John 12:11-19 “The next day a great crowd that had come to the festival heard that Jesus was coming to Jerusalem. So they took branches of palm trees and went out to meet him, shouting, ‘Hosanna! Blessed is the one who comes in the name of the Lord — the King of Israel!’ Jesus found a young donkey and sat on it; as it is written: ‘Do not be afraid, daughter of Zion. Look, your king is coming, sitting on a donkey’s colt!’ His disciples did not understand these things at first; but when Jesus was glorified, then they remembered that these things had been written of him and had been done to him. So the crowd that had been with him when he called Lazarus out of the tomb and raised him from the dead continued to testify. It was also because they heard he had performed this sign that the crowd went to meet him. The Pharisees then said to one another, ‘You see, you can do nothing. Look, the world has gone after him!’”

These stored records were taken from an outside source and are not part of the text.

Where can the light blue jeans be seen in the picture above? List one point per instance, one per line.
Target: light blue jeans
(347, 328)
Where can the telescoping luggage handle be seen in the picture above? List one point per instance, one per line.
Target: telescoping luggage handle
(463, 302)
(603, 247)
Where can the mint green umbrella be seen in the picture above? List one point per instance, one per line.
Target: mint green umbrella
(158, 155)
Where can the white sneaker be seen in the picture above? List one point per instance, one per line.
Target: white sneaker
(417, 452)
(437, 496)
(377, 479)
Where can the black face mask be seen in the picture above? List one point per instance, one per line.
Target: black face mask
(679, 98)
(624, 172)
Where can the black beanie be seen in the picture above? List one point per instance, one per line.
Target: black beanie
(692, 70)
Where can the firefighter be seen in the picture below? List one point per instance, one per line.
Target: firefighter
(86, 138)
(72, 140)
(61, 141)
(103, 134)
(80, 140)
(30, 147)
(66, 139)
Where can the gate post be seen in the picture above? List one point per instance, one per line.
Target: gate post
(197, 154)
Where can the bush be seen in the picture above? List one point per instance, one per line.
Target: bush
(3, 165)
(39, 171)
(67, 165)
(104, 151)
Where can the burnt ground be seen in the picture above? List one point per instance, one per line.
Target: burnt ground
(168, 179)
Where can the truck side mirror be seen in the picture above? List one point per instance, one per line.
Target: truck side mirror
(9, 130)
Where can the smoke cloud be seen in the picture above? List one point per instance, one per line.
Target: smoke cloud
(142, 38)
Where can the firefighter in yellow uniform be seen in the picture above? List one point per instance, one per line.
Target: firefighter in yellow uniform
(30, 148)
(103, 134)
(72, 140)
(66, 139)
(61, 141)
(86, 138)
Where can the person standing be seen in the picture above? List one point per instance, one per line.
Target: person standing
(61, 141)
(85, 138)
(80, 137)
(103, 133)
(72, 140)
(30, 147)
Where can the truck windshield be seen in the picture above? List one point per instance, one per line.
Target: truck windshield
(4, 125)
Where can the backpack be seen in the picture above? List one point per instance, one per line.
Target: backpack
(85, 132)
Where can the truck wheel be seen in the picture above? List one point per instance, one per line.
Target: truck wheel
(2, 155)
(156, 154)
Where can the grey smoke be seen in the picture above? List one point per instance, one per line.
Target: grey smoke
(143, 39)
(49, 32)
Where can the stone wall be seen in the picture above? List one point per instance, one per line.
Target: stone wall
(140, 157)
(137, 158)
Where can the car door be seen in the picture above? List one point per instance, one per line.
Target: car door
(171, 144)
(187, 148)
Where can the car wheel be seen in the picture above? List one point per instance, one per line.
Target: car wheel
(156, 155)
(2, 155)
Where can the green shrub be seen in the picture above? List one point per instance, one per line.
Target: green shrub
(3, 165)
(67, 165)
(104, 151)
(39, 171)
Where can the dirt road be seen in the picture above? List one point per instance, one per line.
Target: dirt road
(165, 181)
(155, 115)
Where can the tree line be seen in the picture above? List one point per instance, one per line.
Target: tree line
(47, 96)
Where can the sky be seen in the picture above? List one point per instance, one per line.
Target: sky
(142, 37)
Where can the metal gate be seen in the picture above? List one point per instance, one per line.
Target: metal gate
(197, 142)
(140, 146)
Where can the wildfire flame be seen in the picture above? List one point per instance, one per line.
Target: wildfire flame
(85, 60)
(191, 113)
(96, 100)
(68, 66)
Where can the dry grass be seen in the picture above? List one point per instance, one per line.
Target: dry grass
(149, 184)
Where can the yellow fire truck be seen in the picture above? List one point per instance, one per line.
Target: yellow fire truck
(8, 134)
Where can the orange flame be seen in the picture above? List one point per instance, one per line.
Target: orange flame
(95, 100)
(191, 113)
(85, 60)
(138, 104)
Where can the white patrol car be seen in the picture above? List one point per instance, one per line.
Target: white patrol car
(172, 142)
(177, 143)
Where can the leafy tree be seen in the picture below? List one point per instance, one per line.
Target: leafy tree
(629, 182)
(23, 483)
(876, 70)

@richardlittleda had been talking to @vahva, as she’d posted the picture below – donkeys in the churchyard (from today!)… he’d responded to tell her about his blog post… donkeys are not just for Christmas!
I wonder what YouTube has to offer on this? There are multiple videos on YouTube, but I thought this one was beautifully produced and with a great message…
I grew up in a Brethren church, and I’m not sure we did Easter in the same way that others do. The one thing that has always stuck out in my mind from when I started going to an Anglican church was the prominence of these palm crosses, so I headed over to Flickr to see if I could find a Creative Commons image for that… and went for a little hunt as to their significance. These crosses can either be given to members of the congregation for them to place somewhere as a reminder of Easter throughout the year, or the alter may be covered with palms which are blessed, then kept, and burned the following year, the ashes used on Ash Wednesday (the beginning of Lent) to mark the forheads of the faithful (from here).